- Low sales volumes on a weak market
- Operating income of SEK 11 M
- Launch of Euro 6 engine and plug in hybrid bus
- Håkan Agnevall appointed President of Volvo Buses
Breakeven in spite of low market volumes
In 2013, the European market is expected to remain on the same level as in 2012 and is still under severe price pressure. In India demand is much lower on the coach market, and in the city bus segment the Indian government has announced government grants for purchases of buses, JnNurm, valid 2013-2016. In China higher quoting activity is expected in Shanghai during 2013.
In North America there are indicators of a recovery, both on the transit and coach market. In South America the Finame incentives in Brazil continue to support market growth. Tender activity in Brazil is expected to improve towards the end of the year.
Weaker market hampers volume growth
Deliveries during the second quarter of 2013 amounted to 2,050 buses, compared to 2,117 units for the same period in 2012, which is a decrease of 3%.
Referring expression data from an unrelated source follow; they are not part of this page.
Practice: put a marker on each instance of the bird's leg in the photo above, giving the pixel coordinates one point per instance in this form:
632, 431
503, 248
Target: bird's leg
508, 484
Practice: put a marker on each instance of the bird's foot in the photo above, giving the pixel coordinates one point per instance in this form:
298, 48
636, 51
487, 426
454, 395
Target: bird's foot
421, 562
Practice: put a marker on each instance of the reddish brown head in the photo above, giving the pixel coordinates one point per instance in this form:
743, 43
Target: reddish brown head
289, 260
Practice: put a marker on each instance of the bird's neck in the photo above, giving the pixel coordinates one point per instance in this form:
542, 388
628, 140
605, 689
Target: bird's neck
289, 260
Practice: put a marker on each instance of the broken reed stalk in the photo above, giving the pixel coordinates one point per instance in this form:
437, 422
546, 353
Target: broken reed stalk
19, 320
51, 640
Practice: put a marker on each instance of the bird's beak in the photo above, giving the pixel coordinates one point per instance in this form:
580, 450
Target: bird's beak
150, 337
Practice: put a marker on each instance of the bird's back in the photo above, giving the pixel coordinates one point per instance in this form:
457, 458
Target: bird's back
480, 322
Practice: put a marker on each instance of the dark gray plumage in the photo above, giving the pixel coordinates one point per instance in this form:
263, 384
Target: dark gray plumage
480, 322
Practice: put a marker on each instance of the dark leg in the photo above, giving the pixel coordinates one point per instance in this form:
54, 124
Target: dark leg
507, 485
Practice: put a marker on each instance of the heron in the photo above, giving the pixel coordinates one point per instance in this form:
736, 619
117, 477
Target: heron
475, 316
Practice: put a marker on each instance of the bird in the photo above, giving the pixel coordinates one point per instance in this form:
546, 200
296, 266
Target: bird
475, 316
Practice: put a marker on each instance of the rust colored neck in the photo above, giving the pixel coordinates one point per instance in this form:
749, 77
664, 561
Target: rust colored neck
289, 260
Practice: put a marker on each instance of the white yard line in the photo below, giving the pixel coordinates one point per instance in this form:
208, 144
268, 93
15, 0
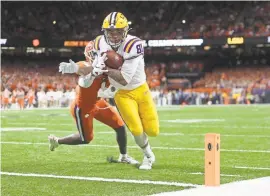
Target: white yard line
259, 186
252, 168
154, 147
23, 129
102, 179
33, 129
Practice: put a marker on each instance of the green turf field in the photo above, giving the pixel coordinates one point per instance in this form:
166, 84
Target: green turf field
179, 150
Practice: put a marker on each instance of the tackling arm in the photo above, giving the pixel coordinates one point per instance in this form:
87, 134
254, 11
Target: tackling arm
84, 69
116, 75
127, 71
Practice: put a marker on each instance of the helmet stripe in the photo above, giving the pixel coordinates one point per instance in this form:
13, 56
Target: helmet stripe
110, 20
128, 44
114, 18
97, 41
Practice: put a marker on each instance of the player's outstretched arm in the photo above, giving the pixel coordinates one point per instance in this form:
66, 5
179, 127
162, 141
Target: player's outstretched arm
117, 76
127, 71
83, 69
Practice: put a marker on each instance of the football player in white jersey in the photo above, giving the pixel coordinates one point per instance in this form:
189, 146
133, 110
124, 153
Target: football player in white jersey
87, 106
133, 97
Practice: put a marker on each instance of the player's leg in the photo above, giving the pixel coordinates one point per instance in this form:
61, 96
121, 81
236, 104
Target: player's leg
150, 122
84, 122
109, 116
148, 112
126, 102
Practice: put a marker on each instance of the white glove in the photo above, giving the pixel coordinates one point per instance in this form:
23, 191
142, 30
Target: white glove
70, 67
107, 92
99, 65
86, 81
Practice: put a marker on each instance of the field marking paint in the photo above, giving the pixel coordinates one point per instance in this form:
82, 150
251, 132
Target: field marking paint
38, 130
47, 123
252, 168
23, 129
225, 175
222, 126
193, 120
102, 179
258, 186
155, 147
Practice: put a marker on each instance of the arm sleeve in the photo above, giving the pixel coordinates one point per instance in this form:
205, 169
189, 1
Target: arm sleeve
129, 68
132, 60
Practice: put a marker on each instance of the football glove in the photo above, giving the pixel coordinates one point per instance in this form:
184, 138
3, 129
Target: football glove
70, 67
99, 65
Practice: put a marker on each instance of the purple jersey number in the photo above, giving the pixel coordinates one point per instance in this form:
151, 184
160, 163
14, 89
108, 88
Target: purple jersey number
139, 49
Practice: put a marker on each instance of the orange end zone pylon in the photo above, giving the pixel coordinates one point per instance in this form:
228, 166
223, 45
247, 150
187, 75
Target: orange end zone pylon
212, 159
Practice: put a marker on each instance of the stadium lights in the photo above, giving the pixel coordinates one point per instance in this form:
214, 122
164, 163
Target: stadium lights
3, 41
175, 42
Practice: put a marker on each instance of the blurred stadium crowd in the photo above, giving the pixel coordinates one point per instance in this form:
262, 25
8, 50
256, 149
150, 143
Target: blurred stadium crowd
159, 20
27, 84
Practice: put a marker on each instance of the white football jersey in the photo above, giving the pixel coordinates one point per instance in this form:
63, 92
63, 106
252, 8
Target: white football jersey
132, 50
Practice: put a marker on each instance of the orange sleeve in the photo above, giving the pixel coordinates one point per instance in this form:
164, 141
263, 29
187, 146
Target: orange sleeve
82, 64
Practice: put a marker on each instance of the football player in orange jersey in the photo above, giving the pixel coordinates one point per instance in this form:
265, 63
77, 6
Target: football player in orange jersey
87, 106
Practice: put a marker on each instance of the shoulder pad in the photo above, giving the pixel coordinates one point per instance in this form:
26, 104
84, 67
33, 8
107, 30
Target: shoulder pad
97, 42
133, 48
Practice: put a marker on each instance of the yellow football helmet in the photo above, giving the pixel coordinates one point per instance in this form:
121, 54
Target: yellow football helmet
115, 27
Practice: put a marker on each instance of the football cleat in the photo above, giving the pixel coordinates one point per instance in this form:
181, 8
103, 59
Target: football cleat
127, 159
53, 140
148, 162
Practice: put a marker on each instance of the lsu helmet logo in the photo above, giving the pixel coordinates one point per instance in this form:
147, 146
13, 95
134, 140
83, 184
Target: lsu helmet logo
115, 27
88, 51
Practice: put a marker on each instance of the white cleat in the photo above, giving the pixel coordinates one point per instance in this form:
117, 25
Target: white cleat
127, 159
53, 142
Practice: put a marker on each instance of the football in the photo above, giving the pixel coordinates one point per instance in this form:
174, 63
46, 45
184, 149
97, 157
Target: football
114, 61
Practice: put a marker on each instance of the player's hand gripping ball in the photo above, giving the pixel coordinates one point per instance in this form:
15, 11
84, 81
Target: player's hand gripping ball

Order intake in the second quarter totaled 2,326 buses, which was 13% higher than the same period last year. Volvo Buses continues to strengthen its position as a world leader in hybrid technology. During the second quarter the new plug in hybrid was introduced in field tests, followed by the launch of ElectriCity, a planned co-operation between Volvo Group, the City of Göteborg and other regional stakeholders. The objective is to introduce fully electric buses in 2015, along with creation and trial runs of new bus-stop solutions, traffic-routing systems, safety concepts, energy supply and business models.
Breakeven in the quarter
Net sales in the second quarter decreased by 20% to SEK 4,008 M (5,040). Adjusted for currency fluctuations, sales decreased by 16%. Buses reported an operating income of SEK 11 M compared to an operating income of SEK 188 M during the second quarter of 2012. Compared with the second quarter of 2012, operating income was negatively impacted by changes in currency exchange rates in an amount of SEK 63 M. Operating income in the second quarter of 2012 was positively affected by VAT credits in Brazil of SEK 50 M relating to previous years. Operating margin was 0.3% (3.7).
A cost reduction program is in focus in Volvo Buses to offset the negative market development. Concentration of manufacturing of complete buses in Europe to Wroclaw, Poland has been fully implemented. Manufacturing of Volvo buses in Säffle, Sweden was discontinued during the second quarter.